Depok, (Antaranews Megapolitan) - Pakar Neurologi Universitas Indonesia (UI) Dr dr Salim Haris SpS(K), merumuskan suatu rumus diagnostik baru yang dapat mendeteksi ada atau tidaknya migren pada pasien yang mengeluhkan sakit kepala.

"Aliran pembuluh darah otak pada penderita migren terbukti tidak mampu melebar secara maksimal saat menahan napas dan mengecil lebih kuat saat bernapas cepat, sehingga proses menahan napas ini perlu dilakukan," kata Salim di Kampus UI, Selasa.

Metode baru tersebut ia sebut Indeks Vaskular Migrain (IVM). Rumus ini telah divalidasi dan mendapatkan hak atas kekayaan intetektual (HAKI) yang dikeluarkan oleh Kemenkumham RI dengan nomor pencatatan 086676 yang diumumkan pada 1 Januari 2017 dengan jangka waktu perlindungan yang berlaku selama 50 (lima puluh) tahun sejak pertama kali diumumkan.

IVM diketahui dengan mengukur nilai rata-rata kecepatan aliran sel darah merah ke otak. Pengukurannya menggunakan ultrasonografi doppler yang ditempelkan di pelipis.

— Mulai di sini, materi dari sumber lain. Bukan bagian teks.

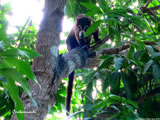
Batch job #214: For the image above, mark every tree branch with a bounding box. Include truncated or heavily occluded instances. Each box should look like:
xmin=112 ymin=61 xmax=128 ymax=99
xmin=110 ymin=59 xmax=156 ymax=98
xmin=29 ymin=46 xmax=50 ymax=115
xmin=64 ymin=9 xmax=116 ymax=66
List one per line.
xmin=136 ymin=87 xmax=160 ymax=104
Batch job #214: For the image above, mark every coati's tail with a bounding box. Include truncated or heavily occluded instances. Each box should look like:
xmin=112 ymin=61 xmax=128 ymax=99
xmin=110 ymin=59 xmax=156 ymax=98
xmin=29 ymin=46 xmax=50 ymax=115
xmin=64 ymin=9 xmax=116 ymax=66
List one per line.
xmin=66 ymin=71 xmax=75 ymax=115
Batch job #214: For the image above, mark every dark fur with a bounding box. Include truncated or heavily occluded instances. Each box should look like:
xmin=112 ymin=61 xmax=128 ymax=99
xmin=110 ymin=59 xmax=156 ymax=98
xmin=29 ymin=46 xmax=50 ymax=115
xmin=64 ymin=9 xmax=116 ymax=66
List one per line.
xmin=66 ymin=14 xmax=100 ymax=115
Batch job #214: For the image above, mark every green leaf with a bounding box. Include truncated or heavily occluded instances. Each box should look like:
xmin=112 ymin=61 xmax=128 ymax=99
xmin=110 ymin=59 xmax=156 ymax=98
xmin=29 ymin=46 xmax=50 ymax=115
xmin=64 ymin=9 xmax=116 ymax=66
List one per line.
xmin=85 ymin=20 xmax=102 ymax=37
xmin=121 ymin=72 xmax=132 ymax=98
xmin=145 ymin=45 xmax=155 ymax=54
xmin=128 ymin=16 xmax=151 ymax=31
xmin=153 ymin=64 xmax=160 ymax=81
xmin=2 ymin=57 xmax=38 ymax=84
xmin=143 ymin=60 xmax=153 ymax=74
xmin=80 ymin=2 xmax=101 ymax=13
xmin=0 ymin=68 xmax=37 ymax=106
xmin=1 ymin=48 xmax=40 ymax=59
xmin=152 ymin=52 xmax=160 ymax=61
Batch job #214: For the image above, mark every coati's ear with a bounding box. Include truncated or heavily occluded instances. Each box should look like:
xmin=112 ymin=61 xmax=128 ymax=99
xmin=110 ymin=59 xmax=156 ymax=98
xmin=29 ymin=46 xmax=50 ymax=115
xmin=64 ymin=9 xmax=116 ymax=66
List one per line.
xmin=88 ymin=17 xmax=94 ymax=24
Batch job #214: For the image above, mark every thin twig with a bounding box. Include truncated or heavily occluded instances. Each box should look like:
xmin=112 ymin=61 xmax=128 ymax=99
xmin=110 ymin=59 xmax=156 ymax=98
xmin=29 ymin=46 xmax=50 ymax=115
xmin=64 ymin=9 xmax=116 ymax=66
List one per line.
xmin=17 ymin=16 xmax=31 ymax=40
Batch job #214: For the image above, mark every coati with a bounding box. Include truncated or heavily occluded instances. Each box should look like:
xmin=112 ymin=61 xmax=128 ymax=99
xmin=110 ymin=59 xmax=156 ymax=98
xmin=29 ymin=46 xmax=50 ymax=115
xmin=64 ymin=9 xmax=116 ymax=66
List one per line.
xmin=66 ymin=14 xmax=100 ymax=115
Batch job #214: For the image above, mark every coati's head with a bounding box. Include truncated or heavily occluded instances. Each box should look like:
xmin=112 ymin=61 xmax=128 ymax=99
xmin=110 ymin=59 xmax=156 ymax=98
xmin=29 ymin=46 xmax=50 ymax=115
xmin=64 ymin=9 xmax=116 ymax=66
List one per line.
xmin=74 ymin=14 xmax=92 ymax=43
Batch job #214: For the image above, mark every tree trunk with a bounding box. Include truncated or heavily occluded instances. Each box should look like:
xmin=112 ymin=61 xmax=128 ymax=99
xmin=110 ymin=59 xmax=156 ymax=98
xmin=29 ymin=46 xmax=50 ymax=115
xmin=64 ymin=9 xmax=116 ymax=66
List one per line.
xmin=12 ymin=0 xmax=66 ymax=120
xmin=11 ymin=0 xmax=98 ymax=120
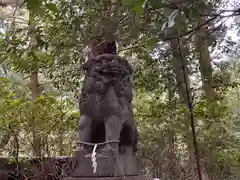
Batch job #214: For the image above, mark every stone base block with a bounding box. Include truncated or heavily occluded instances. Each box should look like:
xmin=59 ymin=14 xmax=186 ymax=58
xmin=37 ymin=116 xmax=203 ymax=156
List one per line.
xmin=70 ymin=153 xmax=139 ymax=177
xmin=63 ymin=176 xmax=152 ymax=180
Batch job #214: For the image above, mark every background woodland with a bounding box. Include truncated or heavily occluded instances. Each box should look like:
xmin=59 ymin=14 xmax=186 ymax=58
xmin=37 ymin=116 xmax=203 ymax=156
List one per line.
xmin=0 ymin=0 xmax=240 ymax=180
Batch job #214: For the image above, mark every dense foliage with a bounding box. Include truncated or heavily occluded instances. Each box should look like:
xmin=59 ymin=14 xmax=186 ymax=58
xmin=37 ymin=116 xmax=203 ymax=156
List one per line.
xmin=0 ymin=0 xmax=240 ymax=180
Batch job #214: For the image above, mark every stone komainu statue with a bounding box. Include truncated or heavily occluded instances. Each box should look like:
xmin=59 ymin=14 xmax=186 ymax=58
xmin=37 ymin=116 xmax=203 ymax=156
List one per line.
xmin=79 ymin=54 xmax=138 ymax=153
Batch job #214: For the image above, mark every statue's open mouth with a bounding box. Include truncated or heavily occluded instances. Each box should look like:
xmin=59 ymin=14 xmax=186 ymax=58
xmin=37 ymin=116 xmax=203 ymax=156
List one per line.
xmin=99 ymin=67 xmax=124 ymax=76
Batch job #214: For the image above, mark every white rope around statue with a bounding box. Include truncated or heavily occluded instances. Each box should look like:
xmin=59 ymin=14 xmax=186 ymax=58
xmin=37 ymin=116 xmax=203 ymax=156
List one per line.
xmin=91 ymin=144 xmax=98 ymax=173
xmin=78 ymin=140 xmax=119 ymax=173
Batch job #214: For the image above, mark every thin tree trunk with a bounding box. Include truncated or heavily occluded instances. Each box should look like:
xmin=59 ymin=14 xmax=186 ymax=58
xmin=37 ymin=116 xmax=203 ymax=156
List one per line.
xmin=170 ymin=39 xmax=191 ymax=105
xmin=196 ymin=17 xmax=217 ymax=99
xmin=29 ymin=11 xmax=42 ymax=157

Pasien saat proses ini harus menahan napas dan bernapas cepat, masing-masing selama 30 detik.

Dengan menggunakan IVM, katanya hasil diagnosis bisa mencapai 94,23 persen, sedangkan jika digabung dengan IHS, hasil diagnosis menjadi 98,08 persen. Salim berharap, IVM dapat meningkatkan hasil diagnosis pasien migren. Sebab, tanpa itu potensi efektivitas pengobatan pun menurun.

Pemeriksaan IVM sangat bermanfaat untuk menjaring orang dengan benar, agar mendapatkan pengobatan yang tepat, karena semakin lama migren tidak tertangani, semakin berat dan semakin sulit penanganan selanjutnya.

Dengan hasil inovasi baru yang didapatkan ini, diharapkan UI memberikan sumbangsih bagi masyarakat, khususnya dunia kesehatan Indonesia.

Migren merupakan suatu kondisi yang dianggap umum oleh masyarakat, namun migren tidak dapat diremehkan. Menurut survei The Global Burden of Disease 2010 yang dilakukan World Health Organization (WHO), migren merupakan penyebab disabilitas ketujuh tertinggi global.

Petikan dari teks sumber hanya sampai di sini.